0005 — Public sites deploy to Cloudflare Pages, one project per tenant

• Status: accepted
• Date: 2026-05-06
• Deciders: Derek

Context

Each tenant has a public-facing static site rendered by Astro. Tenants need their own domain and isolated build pipeline (an Actualize build failure shouldn’t block a different tenant’s site).

Decision

One Cloudflare Pages project per tenant. The build command is the same (pnpm --filter @ark/site build with tenant-specific env vars). The domain is per-tenant. Free tier covers many tenants.

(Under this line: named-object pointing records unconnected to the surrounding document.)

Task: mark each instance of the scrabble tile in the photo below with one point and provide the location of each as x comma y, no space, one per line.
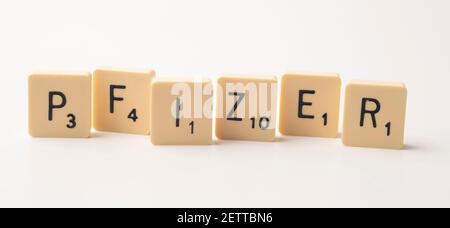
181,112
59,105
246,108
309,104
122,100
374,115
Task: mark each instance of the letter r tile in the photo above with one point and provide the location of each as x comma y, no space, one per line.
374,115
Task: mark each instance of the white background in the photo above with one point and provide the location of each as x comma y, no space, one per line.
382,40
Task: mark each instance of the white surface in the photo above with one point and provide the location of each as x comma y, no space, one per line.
384,40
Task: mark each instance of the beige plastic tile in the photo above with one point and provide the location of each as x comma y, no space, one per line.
122,100
374,115
246,108
309,104
59,105
181,112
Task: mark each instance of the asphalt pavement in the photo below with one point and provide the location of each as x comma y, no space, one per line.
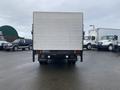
98,71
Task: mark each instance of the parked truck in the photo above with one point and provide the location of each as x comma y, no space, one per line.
103,38
57,35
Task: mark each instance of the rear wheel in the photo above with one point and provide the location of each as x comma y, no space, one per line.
30,47
110,47
15,48
89,46
43,62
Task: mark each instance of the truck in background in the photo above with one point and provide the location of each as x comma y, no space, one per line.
90,40
105,38
57,35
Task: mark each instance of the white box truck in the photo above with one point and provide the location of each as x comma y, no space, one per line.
57,35
104,38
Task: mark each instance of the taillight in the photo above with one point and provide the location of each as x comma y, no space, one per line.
77,52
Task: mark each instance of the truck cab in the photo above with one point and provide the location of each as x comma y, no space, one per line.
109,42
89,42
19,44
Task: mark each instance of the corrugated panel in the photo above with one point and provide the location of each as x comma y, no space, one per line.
57,31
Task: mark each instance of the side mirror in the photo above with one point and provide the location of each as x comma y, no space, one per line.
93,37
115,37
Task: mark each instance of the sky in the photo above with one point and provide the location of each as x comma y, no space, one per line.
19,13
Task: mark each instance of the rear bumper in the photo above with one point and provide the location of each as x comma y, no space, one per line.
59,54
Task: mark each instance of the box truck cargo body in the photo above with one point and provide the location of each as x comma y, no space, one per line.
106,38
57,35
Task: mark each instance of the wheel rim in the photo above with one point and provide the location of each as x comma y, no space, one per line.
89,46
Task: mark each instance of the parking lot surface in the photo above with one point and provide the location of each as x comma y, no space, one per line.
98,71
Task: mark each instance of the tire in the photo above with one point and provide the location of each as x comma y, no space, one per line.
89,47
98,49
43,62
71,62
110,48
23,49
15,48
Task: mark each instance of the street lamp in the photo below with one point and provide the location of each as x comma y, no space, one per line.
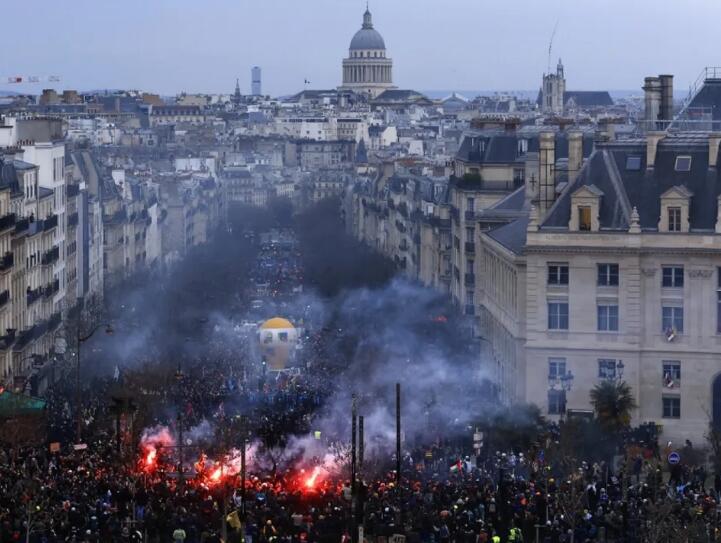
619,370
80,340
563,383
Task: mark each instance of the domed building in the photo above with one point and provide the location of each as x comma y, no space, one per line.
367,70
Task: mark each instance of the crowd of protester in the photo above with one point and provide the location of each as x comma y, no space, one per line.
445,494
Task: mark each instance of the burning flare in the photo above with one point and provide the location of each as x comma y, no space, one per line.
310,483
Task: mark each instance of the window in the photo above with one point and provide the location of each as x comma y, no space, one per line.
672,318
718,300
557,315
607,318
558,274
606,368
633,163
608,275
674,219
671,407
671,373
672,277
556,368
556,402
683,163
584,218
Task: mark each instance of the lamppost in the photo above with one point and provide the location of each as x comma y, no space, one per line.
80,340
562,383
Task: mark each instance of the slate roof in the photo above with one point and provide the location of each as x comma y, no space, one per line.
399,95
588,98
623,189
503,148
708,99
512,235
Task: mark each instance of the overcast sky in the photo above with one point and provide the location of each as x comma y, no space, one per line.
168,46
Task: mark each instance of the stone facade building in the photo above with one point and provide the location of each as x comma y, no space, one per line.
367,70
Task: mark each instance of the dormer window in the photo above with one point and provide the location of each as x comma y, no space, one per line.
584,218
683,163
633,163
674,219
675,206
585,207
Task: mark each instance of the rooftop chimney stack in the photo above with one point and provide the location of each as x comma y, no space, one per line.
547,172
652,139
666,113
714,139
575,154
652,100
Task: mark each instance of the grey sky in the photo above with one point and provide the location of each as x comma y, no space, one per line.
203,45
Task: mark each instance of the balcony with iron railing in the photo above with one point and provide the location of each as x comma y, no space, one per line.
51,288
51,256
72,190
7,261
50,223
7,221
32,296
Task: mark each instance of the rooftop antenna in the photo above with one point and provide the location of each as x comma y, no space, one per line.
550,46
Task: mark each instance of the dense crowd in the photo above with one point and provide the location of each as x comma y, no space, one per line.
97,493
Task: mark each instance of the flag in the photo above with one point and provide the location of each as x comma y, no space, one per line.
233,520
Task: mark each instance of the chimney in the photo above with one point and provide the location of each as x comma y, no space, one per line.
575,153
652,139
666,112
652,99
546,172
714,138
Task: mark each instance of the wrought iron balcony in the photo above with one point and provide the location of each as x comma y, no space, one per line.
33,296
7,221
51,256
7,261
50,223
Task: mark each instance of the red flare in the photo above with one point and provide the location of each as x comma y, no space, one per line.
150,458
310,483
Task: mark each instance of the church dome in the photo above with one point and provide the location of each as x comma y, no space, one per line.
367,37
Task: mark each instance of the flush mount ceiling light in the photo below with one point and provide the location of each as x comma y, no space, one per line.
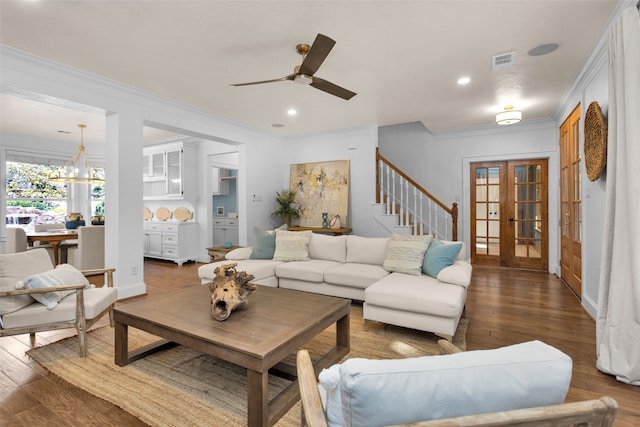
509,116
543,49
80,169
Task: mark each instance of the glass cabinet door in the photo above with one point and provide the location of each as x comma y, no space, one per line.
174,172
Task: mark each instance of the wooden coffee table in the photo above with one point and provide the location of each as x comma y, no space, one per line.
258,336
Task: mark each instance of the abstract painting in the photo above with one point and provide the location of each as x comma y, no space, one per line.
321,187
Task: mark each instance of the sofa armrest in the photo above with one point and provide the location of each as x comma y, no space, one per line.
458,273
108,272
239,254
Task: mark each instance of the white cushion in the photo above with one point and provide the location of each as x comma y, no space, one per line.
96,300
330,248
355,275
309,271
382,392
292,245
367,250
14,267
405,254
63,274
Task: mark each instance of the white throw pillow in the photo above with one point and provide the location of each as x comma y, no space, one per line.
239,253
405,254
292,245
330,248
62,275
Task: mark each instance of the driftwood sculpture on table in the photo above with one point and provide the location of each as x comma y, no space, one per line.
228,290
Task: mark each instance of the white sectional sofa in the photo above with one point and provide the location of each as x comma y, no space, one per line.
353,267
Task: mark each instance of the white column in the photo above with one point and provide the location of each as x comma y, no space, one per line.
123,202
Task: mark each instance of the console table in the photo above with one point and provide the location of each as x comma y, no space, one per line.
334,231
217,253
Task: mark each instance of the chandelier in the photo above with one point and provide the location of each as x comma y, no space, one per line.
79,169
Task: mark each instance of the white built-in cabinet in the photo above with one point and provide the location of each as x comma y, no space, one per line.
225,230
169,171
172,241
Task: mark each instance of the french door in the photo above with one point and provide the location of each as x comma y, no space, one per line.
571,203
509,205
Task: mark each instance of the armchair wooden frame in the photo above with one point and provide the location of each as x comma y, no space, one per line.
598,412
80,323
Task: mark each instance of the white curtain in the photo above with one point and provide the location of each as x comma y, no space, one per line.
618,320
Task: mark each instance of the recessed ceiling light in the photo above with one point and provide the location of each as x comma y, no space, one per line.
543,49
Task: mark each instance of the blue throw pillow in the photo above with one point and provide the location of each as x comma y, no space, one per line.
439,256
265,243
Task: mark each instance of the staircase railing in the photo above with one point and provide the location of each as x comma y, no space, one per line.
415,206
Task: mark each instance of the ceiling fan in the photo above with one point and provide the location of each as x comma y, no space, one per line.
312,58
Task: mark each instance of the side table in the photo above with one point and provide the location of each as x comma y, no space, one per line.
217,253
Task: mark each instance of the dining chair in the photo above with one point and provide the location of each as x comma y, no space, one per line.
63,247
89,254
16,240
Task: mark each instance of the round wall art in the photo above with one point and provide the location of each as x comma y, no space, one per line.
595,141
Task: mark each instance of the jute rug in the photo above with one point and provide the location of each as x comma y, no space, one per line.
181,387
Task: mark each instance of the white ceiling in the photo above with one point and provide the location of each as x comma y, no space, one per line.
403,58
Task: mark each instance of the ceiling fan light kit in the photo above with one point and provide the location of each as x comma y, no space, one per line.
312,57
509,116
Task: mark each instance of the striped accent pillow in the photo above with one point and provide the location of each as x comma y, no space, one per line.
405,254
64,274
292,245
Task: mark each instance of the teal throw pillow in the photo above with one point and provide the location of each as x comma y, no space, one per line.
439,256
265,243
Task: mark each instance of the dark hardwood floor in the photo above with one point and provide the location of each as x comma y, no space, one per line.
504,307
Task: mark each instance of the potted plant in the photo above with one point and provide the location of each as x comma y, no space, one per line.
288,209
98,217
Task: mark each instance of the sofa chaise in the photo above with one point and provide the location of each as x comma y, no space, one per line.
363,269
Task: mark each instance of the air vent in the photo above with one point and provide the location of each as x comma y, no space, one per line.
503,60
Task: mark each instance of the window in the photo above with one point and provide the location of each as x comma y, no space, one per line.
31,198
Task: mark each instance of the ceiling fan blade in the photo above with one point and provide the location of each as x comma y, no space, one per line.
333,89
289,77
319,50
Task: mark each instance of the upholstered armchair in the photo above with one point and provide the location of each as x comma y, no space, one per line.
523,385
35,297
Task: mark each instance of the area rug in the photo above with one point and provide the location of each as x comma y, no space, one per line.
182,387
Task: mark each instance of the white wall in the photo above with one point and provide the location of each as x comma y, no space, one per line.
590,85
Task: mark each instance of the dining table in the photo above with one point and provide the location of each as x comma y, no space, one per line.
54,237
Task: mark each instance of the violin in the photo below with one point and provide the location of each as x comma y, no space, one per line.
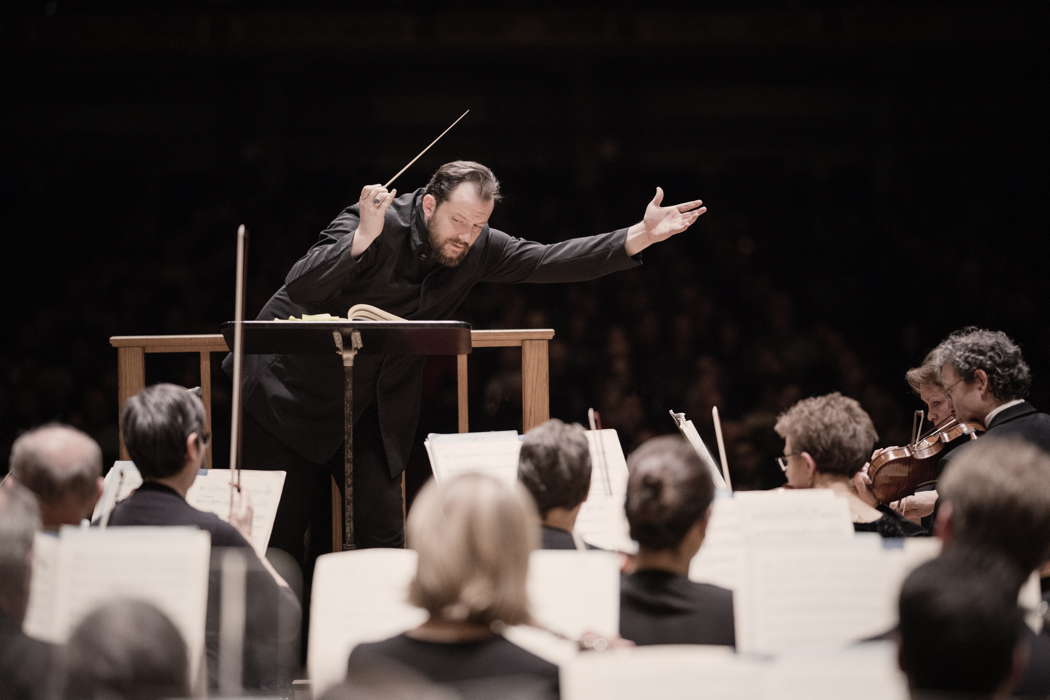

Cloudflare specifically because: actualize-v2 already proves this works, the free tier is genuinely generous, edge-deployed static hosting is what we want, and the CMS rebuild webhook flow (Cloudflare hook URL stored per-org in organizations.deploy_hook_url) is a clean integration point.

Consequences

Easier:

• Per-tenant isolation at the deploy boundary
• Fast static hosting; no cold starts
• Cheap to scale to many tenants
• The CMS-publish-triggers-rebuild flow is already a known-good pattern

Harder:

• Provisioning a new tenant requires a Cloudflare API call (automatable via wrangler/Cloudflare API in the /new-tenant script)
• Cross-tenant analytics needs a separate provider, not Cloudflare’s per-project analytics

Alternatives considered

• Single Cloudflare Pages project, custom-domain routing per tenant. Loses build isolation; one tenant’s build break breaks deployment for all.
• Vercel. Equivalent feature set; we pick Cloudflare for cost predictability and existing knowledge.
• Self-host static via S3 + CDN. Operationally heavier; gives nothing the managed option doesn’t.